Hang when >= 15 MS SQL Server requests have been made

194 views
Skip to first unread message

Brian Paterni

unread,
Dec 28, 2019, 11:12:13 PM12/28/19
to sqlalchemy
Hi,

I seemingly have a problem with flask/socketio/eventlet/sqlalchemy + MSSQL when >= 15 parallel requests have been made. I've built a test app:


that can be used to reproduce the problem. It will hang if >= 15 parallel request have been made to the '/api/busy/mssql' endpoint.

I'm not sure if the root cause of the problem is based in the SQL Server ODBC Driver, sqlalchemy, or eventlet, but I've already paid the microsoft support tax only to be told that there's insufficient evidence to indicate the ODBC driver is at fault. So I thought I would post the issue here to see if anybody would be able to help in pinpointing the code that is at fault with this problem.

Once the test app above is running and has a valid SQL server to query, you should be able to reproduce the hang with

seq 15 | parallel -j0 "curl -s localhost:5000/api/busy/mssql && echo {}"

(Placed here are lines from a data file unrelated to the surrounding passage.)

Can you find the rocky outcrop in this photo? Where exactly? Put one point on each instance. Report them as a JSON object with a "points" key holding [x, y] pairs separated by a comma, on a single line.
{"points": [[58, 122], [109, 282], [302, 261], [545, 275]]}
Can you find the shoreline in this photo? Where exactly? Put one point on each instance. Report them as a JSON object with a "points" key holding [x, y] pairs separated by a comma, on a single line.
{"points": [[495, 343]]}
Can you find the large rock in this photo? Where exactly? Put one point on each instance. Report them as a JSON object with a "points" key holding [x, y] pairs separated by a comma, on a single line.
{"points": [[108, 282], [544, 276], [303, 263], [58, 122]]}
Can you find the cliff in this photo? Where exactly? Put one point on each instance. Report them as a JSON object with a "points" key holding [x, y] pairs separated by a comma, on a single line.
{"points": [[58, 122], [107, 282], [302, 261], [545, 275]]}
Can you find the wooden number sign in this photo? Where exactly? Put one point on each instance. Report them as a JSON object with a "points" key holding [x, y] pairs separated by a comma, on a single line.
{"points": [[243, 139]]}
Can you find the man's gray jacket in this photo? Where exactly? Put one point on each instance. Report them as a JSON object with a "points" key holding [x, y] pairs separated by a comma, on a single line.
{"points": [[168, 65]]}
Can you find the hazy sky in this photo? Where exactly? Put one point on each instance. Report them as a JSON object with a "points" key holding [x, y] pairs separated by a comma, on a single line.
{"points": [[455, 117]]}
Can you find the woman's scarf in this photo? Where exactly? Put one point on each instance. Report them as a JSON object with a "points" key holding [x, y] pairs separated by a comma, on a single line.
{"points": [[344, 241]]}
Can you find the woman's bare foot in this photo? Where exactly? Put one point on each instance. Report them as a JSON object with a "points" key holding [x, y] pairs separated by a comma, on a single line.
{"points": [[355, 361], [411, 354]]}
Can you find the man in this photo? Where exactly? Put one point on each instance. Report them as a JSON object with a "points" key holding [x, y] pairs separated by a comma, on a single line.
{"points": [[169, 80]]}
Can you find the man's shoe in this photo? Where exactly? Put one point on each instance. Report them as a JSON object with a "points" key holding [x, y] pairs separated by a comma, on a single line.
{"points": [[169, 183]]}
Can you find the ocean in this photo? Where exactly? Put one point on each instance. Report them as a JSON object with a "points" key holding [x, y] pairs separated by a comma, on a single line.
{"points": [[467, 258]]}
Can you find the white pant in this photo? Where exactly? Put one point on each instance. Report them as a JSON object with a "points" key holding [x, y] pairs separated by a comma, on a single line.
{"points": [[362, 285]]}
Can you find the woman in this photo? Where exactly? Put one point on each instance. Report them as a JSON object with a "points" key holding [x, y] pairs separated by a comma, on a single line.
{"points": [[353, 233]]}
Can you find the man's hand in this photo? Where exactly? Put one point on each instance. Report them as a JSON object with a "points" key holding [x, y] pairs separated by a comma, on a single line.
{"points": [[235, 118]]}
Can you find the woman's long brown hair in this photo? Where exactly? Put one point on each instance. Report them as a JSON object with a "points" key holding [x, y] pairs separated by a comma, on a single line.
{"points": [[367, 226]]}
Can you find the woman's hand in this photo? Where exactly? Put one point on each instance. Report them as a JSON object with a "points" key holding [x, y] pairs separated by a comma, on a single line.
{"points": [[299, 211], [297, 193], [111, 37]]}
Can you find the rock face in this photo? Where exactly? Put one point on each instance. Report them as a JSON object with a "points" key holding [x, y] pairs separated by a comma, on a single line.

The hang seems lo occur consistently on the 15th request. This happens even when connection pool_size/max_overflow are adjusted away from their respective default values which leads me to believe that exhausting the connection pool is not the cause of the problem. Though there may be some other reason behind the scenes for the hang occurring at the 15th connection(?)

Thanks very much for any help that can be provided in resolving this issue!
:)

Brian Paterni

unread,
Dec 28, 2019, 11:18:49 PM12/28/19
to sqlalchemy
Plus, if it's any help. the *does* seem resolve itself after ~2 hours. That, or it can be side-stepped by sending a SIGINT signal (ctrl-c) to the flask app when it is hung. the SIGINT seems to kill the 15th (hung) request and allows the app to continue processing other requests successfully.

Mike Bayer

unread,
Dec 29, 2019, 2:17:24 AM12/29/19
to noreply-spamdigest via sqlalchemy


On Sat, Dec 28, 2019, at 11:12 PM, Brian Paterni wrote:
Hi,

I seemingly have a problem with flask/socketio/eventlet/sqlalchemy + MSSQL when >= 15 parallel requests have been made. I've built a test app:


I can't run the test app however 15 seems like your connection pool is set up at its default size of 5 connections + 10 overflow, all connections are being checked out, and none are being returned.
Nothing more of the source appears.